Critical race theory first emerged in the late 1970s and early 1980s among a group of Harvard Law students and professor Derrick Bell who protested a lack of diversity in their school’s curriculum. Student Kimberlé Crenshaw organized the first Workshop on Critical Race Theory in 1989 at the University of Wisconsin, Madison. 

It was not until 1995 that critical race theory was applied to the field of education, when pedagogical theorists Gloria Ladson-Billings and William F. Tate used it to better understand inequalities in schooling. 

Now, as the issue has become a widespread controversy dividing parents and educators across the country, people are faced with the question of how schools should be teaching about race and racism. 

“Schools can and should give an honest account of racial injustice in America. This would include slavery, Jim Crow, civil rights and many other issues, but none of that requires teaching CRT,” said Rufo in an email. 

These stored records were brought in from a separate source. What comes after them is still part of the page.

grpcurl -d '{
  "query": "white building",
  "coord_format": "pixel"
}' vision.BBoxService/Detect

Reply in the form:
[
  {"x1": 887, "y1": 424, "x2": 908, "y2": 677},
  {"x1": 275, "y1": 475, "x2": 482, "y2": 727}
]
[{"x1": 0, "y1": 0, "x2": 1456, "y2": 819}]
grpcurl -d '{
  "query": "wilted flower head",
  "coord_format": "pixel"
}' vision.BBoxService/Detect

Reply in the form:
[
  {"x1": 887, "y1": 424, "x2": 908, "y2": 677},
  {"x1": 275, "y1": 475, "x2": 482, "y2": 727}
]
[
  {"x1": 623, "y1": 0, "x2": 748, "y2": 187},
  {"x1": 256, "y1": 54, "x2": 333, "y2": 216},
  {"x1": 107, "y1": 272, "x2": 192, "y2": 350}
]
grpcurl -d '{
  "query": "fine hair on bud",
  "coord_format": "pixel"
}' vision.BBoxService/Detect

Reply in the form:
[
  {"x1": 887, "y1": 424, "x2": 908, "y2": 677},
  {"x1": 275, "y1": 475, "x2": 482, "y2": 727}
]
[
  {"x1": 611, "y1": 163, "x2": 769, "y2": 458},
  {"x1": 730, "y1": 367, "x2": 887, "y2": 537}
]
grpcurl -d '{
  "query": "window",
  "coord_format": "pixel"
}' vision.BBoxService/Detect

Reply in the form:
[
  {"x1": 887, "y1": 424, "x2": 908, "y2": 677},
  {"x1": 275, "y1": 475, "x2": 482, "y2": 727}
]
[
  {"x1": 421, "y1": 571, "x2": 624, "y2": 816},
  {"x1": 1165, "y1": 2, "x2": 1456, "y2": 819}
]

On an episode of the New York Times podcast “The Argument,” he mentioned that in his high school history class, with former Rio Americano social science teacher Richard Thorn, he learned about facets of racism including slavery, segregation, Jim Crow, Native American genocide, redlining, and Black Codes, but not critical race theory. 

His fellow guest, Stanford Law professor Ralph Richard Banks, remarked that he must have had an “extraordinary education,” as he encounters law students who are shocked to learn about the extent of some of these practices. 

Banks argues that schools should teach in a way that recognizes the centrality of race in American history, without making students feel bad about their identities. 

The difference in opinion of Banks and Rufo is a microcosm of the broader debate impacting local and national politics.